Options for synchronising filesystems

Mon Sep 26 04:45:34 PDT 2005

Brian Candler wrote:
> Hello,
> 
> I was wondering if anyone would care to share their experiences in
> synchronising filesystems across a number of nodes in a cluster. I can think
> of a number of options, but before changing what I'm doing at the moment I'd
> like to see if anyone has good experiences with any of the others.
> 
> The application: a clustered webserver. The users' CGIs run in a chroot
> environment, and these clearly need to be identical (otherwise a CGI running
> on one box would behave differently when running on a different box).
> Ultimately I'd like to synchronise the host OS on each server too.
> 
> Note that this is a single-master, multiple-slave type of filesystem
> synchronisation I'm interested in.
> 
> 
> 1. Keep a master image on an admin box, and rsync it out to the frontends
> -------------------------------------------------------------------------
> 
> This is what I'm doing at the moment. Install a master image in
> /webroot/cgi, add packages there (chroot /webroot/cgi pkg_add ...), and
> rsync it. [Actually I'm exporting it using NFS, and the frontends run rsync
> locally when required to update their local copies against the NFS master]
> 
> Disadvantages:
> 
> - rsyncing a couple of gigs of data is not particularly fast, even when only
> a few files have changed
> 
> - if a sysadmin (wrongly) changes a file on a front-end instead of on the
> master copy in the admin box, then the change will be lost when the next
> rsync occurs. They might think they've fixed a problem, and then (say) 24
> hours later their change is wiped. However if this is a config file, the
> fact that the old file has been reinstated might not be noticed until the
> daemon is restarted or the box rebooted - maybe months later. This I think
> is the biggest fundamental problem.
> 
> - files can be added locally and they will remain indefinitely (unless we
> use rsync --delete which is a bit scary). If this is done then adding a new
> machine into the cluster by rsyncing from the master will not pick up these
> extra files.
> 
> So, here are the alternatives I'm considering, and I'd welcome any
> additional suggestions too.

Here's a few ideas on this: do multiple rsyncs, one for each top level 
directory.  That might speed up your total rsync process.  Another 
similar method is using a content revisioning system.  This is only good 
for some cases, but something like subversion might work ok here.

> 2. Run the images directly off NFS
> ----------------------------------
> 
> I've had this running before, even the entire O/S, and it works just fine.
> However the NFS server itself then becomes a critical
> single-point-of-failure: if it has to be rebooted and is out of service for
> 2 minutes, then the whole cluster is out of service for that time.
> 
> I think this is only feasible if I can build a highly-available NFS server,
> which really means a pair of boxes serving the same data.

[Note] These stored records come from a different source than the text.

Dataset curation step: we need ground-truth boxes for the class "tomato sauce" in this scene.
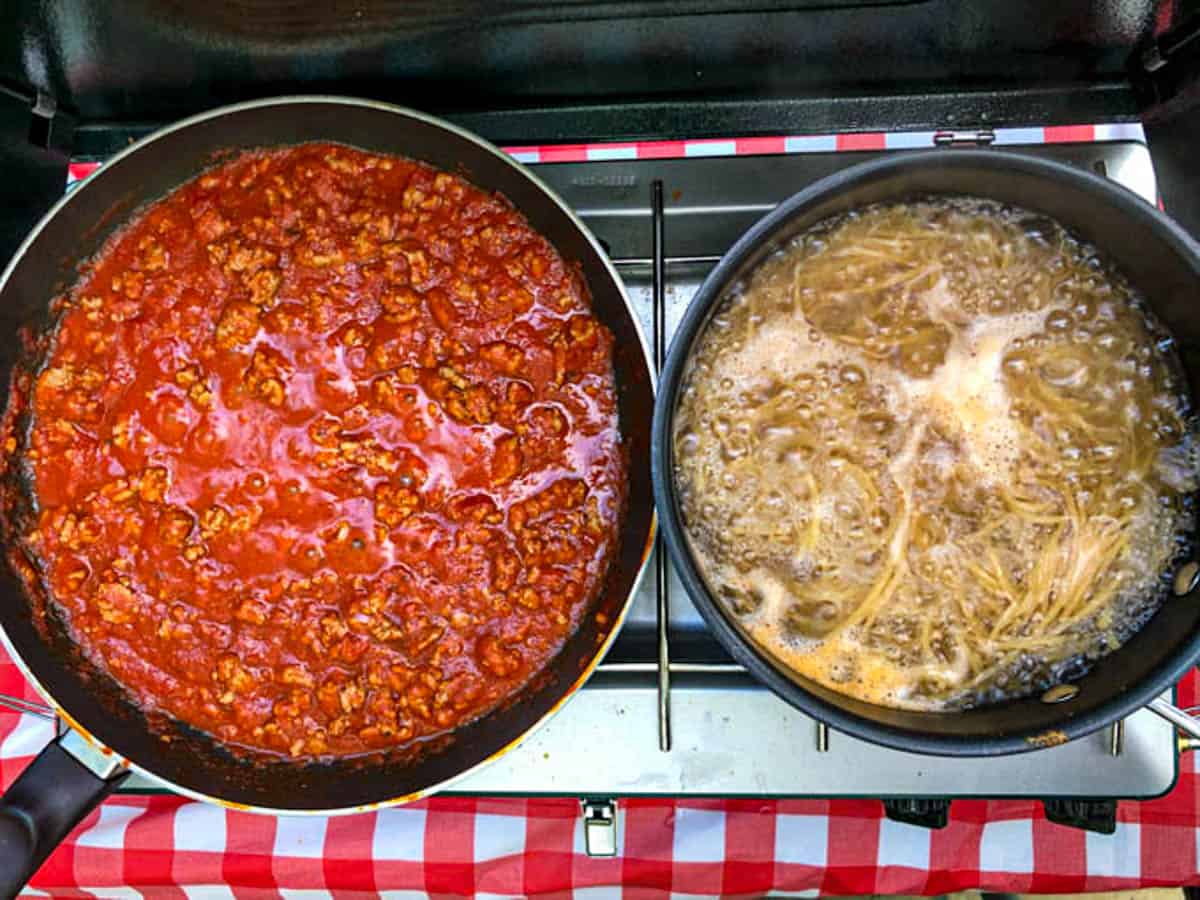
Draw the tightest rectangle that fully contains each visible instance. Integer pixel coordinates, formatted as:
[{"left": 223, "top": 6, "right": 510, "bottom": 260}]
[{"left": 17, "top": 144, "right": 625, "bottom": 760}]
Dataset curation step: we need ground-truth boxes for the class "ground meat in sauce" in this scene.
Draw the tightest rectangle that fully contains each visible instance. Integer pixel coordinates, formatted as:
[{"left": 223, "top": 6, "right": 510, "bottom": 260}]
[{"left": 9, "top": 144, "right": 624, "bottom": 757}]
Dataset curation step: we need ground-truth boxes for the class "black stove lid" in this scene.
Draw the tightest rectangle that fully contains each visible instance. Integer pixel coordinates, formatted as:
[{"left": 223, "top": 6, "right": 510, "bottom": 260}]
[{"left": 0, "top": 0, "right": 1176, "bottom": 137}]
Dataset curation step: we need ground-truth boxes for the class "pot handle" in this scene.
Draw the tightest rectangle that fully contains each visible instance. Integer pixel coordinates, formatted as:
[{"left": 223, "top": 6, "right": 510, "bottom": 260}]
[
  {"left": 0, "top": 731, "right": 130, "bottom": 896},
  {"left": 1146, "top": 697, "right": 1200, "bottom": 739}
]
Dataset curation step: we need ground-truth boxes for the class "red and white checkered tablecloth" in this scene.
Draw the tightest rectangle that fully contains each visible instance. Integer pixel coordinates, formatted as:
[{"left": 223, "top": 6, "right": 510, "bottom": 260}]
[
  {"left": 0, "top": 125, "right": 1200, "bottom": 900},
  {"left": 0, "top": 659, "right": 1200, "bottom": 900}
]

Since the system
> image is read-only from the point of view of the frontends, this should be
> easy enough:
> 
>       frontends            frontends
>         | | |                | | |
>          NFS   ----------->   NFS
>        server 1    sync     server 2
> 
> As far as I know, NFS clients don't support the idea of failing over from
> one server to another, so I'd have to make a server pair which transparently
> fails over.
> 
> I could make one NFS server take over the other server's IP address using
> carp or vrrp. However, I suspect that the clients might notice. I know that
> NFS is 'stateless' in the sense that a server can be rebooted, but for a
> client to be redirected from one server to the other, I expect that these
> filesytems would have to be *identical*, down to the level of the inode
> numbers being the same.
> 
> If that's true, then rsync between the two NFS servers won't cut it. I was
> thinking of perhaps using geom_mirror plus ggated/ggatec to make a
> block-identical read-only mirror image on NFS server 2 - this also has the
> advantage that any updates are close to instantaneous.
> 
> What worries me here is how NFS server 2, which has the mirrored filesystem
> mounted read-only, will take to having the data changed under its nose. Does
> it for example keep caches of inodes in memory, and what would happen if
> those inodes on disk were to change? I guess I can always just unmount and
> remount the filesystem on NFS server 2 after each change.

I've tried doing something similar.  I used fiber attached storage, and 
had multiple hosts mounting the same partition.  It seemed as though 
when host A mounted the filesystem read-write, and then host B mounted 
it read-only, any changes made by host A were not seen by B, and even 
remounting did not always bring it up to current state.  I believe it 
has to do with the buffer cache and host A's desire to keep things (like 
inode changes, block maps, etc) in cache and not write them to disk. 
FreeBSD does not currently have a multi-system cache coherency protocol 
to distribute that information to other hosts.  This is something I 
think would be very useful for many people.  I suppose you could just 
mount the filesystem when you know a change has happened, but you still 
may not see the change.  Maybe mounting the filesystem on host A with 
the sync option would help.

> My other concern is about susceptibility to DoS-type attacks: if one
> frontend were to go haywire and start hammering the NFS servers really hard,
> it could impact on all the other machines in the cluster.
> 
> However, the problems of data synchronisation are solved: any change made on
> the NFS server is visible identically to all front-ends, and sysadmins can't
> make changes on the front-ends because the NFS export is read-only.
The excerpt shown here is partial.